Строгий Малек сидел темной глыбой в метре от стола, на котором несколько человек сразу разделывали огромную, может быть, полутораметровую рыбину. В таз, стоящий на табуретке, шмякались мокрые куски убоины. Пес провожал их глазами, сглатывая и напрягаясь каждый раз. Рыбина была столь велика, что явно досталась мужикам не в тихом промысле, не в доброй ловитве, а как трофей тяжелого опасного боя.
Громадный Толян, вымахавший за ночь, распоряжался. Он иногда вбрасывал в молчаливую суету какие-то термины, как снасти с наживкой. Половина наиострейших слов его рыбацкого жаргона мне были непонятны. Они только посверкивали, попадая гранью под прямой лунный свет.

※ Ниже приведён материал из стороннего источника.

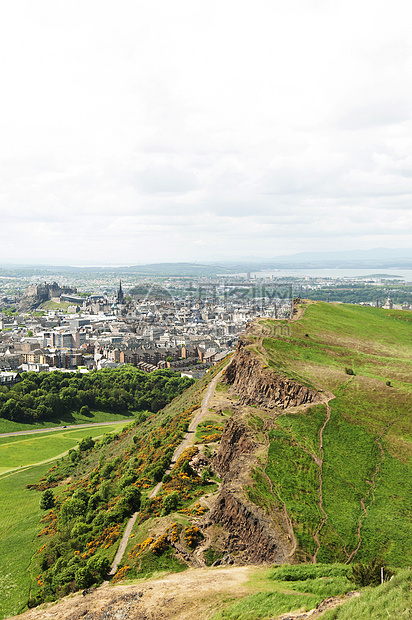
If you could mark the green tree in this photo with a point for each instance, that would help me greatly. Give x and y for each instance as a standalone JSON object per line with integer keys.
{"x": 170, "y": 503}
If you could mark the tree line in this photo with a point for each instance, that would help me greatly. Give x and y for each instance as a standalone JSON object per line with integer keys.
{"x": 47, "y": 395}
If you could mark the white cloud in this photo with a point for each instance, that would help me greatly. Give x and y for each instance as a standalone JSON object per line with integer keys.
{"x": 181, "y": 131}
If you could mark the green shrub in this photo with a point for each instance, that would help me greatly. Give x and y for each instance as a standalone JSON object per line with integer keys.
{"x": 47, "y": 500}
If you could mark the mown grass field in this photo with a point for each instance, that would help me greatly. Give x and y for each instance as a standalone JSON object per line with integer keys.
{"x": 363, "y": 356}
{"x": 23, "y": 450}
{"x": 19, "y": 508}
{"x": 95, "y": 417}
{"x": 19, "y": 526}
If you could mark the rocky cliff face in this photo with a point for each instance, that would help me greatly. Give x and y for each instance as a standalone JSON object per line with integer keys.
{"x": 257, "y": 385}
{"x": 256, "y": 533}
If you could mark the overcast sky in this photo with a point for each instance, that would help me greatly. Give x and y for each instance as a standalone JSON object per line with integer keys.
{"x": 169, "y": 130}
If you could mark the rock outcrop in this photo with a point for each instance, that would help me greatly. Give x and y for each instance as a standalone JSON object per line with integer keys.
{"x": 261, "y": 386}
{"x": 253, "y": 534}
{"x": 37, "y": 294}
{"x": 257, "y": 533}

Буся в халате и фартуке подскочила ко мне, радостно обняла, будто не видела меня вечность, защекотала мое заспанное ухо нежными губами:
— Ну, не поверишь, прямо как с час вот белугу взяли. Хотела тебя сразу будить, да не успела. Насилу с лодки приволокли. Хотели там рубить. Да не видать совсем, надо костер на берегу жечь. Опасно. Ты смотри. Никому. Могила. Донесут. Тсс...
Толян с мокрыми блестящими руками подошел к нам. Просто перенесся по воздуху. Легкая муть бензина мешалась со сладким духом рыбины. От его неподвижного тела мне стало скользко. Будто я стоял на осклизлом настиле. Он был явно недоволен нашим шепотом, он надвигался на нас, как черная лунная тень.
— До визиги дошли. С визигой-то чё? А то к чертям собачьим... Вон едоки про блох позабыли, — буркнул он, кивнув на собаку и кошку.
— Сами все, Анатолий, в дело пустим, жизнь наша длинная, зима холодная, пути далекие, — благоразумно провозгласила, хихикнув на слове “пути”, Буся.
В ней открылась фольклорная рассудительность, она делалась уплощенно взрослой и по- народному мудрой. Абсолютно чужой мне. Заводилой самодеятельного хоровода промысловиков.
Она словно положила на раскачивающиеся весы правильное количество разновесов. Успокоив сумрачные ревнивые колебания, охватившие Толяна.
— Эхма, — как-то преувеличенно тихо и обреченно выдохнул он. Его слышал только я, точнее, видел и прочел по губам то немногое, что он сказал.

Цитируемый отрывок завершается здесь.